Had she been aware of anyone watching her or her house lately?
‘No.’
‘Have you noticed a car or any other vehicle unusual in the area?’
‘No.’
‘Any people loitering in the street or behaving in a suspicious manner?’
‘No.’
‘You were in your bedroom when they came in?’
She nodded. ‘I was dressing when I heard the gate. It makes this noise. Then I saw them running to the front door. No, not running. Walking fast. When I saw the balaclavas, I …’
‘I assume you couldn’t see their faces.’
‘No.’
The Pajaks couldn’t understand the Afrikaans, but their heads followed the interrogation from one side to the other, like spectators at a tennis match.
‘Skin colour.’
‘No …’
‘You seem unsure.’
She thought they were black, but she didn’t wish to offend the other policeman. ‘I can’t say for sure. It happened so fast.’
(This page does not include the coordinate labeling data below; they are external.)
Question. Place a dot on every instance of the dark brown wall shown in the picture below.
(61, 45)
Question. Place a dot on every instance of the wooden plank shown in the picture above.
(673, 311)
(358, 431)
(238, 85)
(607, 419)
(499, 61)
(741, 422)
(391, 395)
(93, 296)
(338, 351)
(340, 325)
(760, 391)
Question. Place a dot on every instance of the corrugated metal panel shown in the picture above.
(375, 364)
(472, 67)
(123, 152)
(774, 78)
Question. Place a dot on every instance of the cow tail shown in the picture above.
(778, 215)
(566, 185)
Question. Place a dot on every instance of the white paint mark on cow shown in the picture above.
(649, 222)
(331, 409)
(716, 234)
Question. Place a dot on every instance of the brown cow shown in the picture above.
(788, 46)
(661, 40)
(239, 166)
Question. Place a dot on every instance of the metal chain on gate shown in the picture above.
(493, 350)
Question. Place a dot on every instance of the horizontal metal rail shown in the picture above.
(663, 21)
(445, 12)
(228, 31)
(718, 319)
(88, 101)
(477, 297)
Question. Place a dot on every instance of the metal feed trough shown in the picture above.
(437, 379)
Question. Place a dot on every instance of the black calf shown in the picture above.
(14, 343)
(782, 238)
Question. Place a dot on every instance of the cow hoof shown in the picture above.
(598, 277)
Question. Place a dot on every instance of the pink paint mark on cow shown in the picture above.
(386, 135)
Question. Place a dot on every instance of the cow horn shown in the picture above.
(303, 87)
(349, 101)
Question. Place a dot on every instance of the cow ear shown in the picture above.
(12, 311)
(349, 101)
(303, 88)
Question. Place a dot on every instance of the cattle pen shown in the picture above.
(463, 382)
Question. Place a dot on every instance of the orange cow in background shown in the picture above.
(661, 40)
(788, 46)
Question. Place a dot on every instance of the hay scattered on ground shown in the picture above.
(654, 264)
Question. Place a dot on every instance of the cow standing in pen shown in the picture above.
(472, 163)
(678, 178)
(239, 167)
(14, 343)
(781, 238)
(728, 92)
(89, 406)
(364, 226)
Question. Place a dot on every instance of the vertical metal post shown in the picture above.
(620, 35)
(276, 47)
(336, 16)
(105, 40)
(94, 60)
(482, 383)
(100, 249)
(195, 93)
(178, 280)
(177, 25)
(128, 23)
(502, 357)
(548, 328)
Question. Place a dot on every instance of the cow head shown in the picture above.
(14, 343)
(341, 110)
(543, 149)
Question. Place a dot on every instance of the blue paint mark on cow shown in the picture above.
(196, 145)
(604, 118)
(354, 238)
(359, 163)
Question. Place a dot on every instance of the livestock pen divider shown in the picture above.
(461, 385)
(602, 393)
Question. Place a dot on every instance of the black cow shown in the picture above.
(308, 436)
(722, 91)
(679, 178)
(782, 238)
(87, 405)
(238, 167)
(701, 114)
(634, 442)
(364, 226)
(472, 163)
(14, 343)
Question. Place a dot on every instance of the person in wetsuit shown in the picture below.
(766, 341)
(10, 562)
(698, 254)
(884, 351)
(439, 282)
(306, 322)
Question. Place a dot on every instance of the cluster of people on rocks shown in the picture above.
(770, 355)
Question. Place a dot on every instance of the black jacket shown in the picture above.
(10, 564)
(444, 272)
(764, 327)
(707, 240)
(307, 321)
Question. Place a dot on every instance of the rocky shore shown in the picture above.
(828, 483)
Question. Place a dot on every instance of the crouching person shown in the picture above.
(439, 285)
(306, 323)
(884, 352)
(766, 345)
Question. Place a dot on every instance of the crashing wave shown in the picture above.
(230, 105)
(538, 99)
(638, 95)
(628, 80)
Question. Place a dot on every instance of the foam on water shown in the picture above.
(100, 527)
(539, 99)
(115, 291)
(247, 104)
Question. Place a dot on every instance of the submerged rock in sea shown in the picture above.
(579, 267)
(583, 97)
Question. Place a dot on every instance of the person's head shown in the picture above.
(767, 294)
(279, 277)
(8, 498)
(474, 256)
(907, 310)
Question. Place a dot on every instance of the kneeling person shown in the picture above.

‘I understand, Miss Le Roux. You were scared. But anything could help.’
‘Maybe … one was black.’
‘And the other two?’
‘I don’t know …’
‘Have you had any work done on or around your house lately?’
‘No.’
‘Are there any items in your house of exceptional value?’
‘Just the usual. A few pieces of jewellery. A laptop. The TV…’
‘A laptop?’
‘Yes.’
‘And they didn’t take it?’
‘No.’
‘You must excuse me, Miss le Roux, but that is unusual. Listening to what happened here, this is not the typical modus operandi of a burglar. Breaking down the doors and pursuing you into the backyard …’
‘Yes?’
‘It sounds as though they meant to attack you personally.’
She nodded.
‘One has to look for motive, you understand.’
‘I understand.’
‘And that is usually of a personal nature. In most cases.’
‘Oh?’
‘Forgive me, but was there a relat
ionship that went bad?’
‘No,’ she said with a smile to mask her relief. ‘No … not that bad, I hope.’
‘One never knows, miss. So there was a man in the recent past?’
‘I can assure you, mister, it’s more than a year since I was in a serious relationship and he was a Brit who went back to England.’
‘The break-up was friendly?’
‘Absolutely.’
‘Since then has there been anyone who might be unhappy over a break-up?’
‘No. Definitely not.’
‘What is your line of work, Miss Le Roux?’
‘I’m a brand consultant.’
She saw his confusion and elaborated. ‘A brand consultant. I help companies to position their brand of products in the market. Or reinvent them.’
‘Which company do you work for?’
‘I work for myself. My clients are companies.’
‘So you have no employees?’
‘No.’
‘And you work with big companies?’
‘Mostly. Sometimes there are smaller ones …’
‘Has anything happened at work that might have upset people?’
‘No. It’s not… I work with products, or the perception of the company brand. It wouldn’t upset anyone.’
‘An incident? With your car? With someone doing a job for you? Gardener, domestic?’
‘No.’
‘Is there anything you can think of? Anything that could have led to this?’
This was the question that she was not ready to answer yet.
‘So I said “no”, but I don’t believe it was the truth,’ Emma told me. The floor lamp beside her cast a soft, sympathetic glow over her euphemism.
I did not respond.
‘I … I didn’t want … I wasn’t sure whether they were connected. No, I… I didn’t want them to be connected. Anyway, it was something that happened a thousand kilometres from the Cape and it might have been Jacobus, or it might not, and I didn’t want to bother the police with something that could have been my imagination.’ She suddenly stopped talking and looked at me and smiled slowly, as if she were weary of herself. ‘I’m not making any sense, am I?’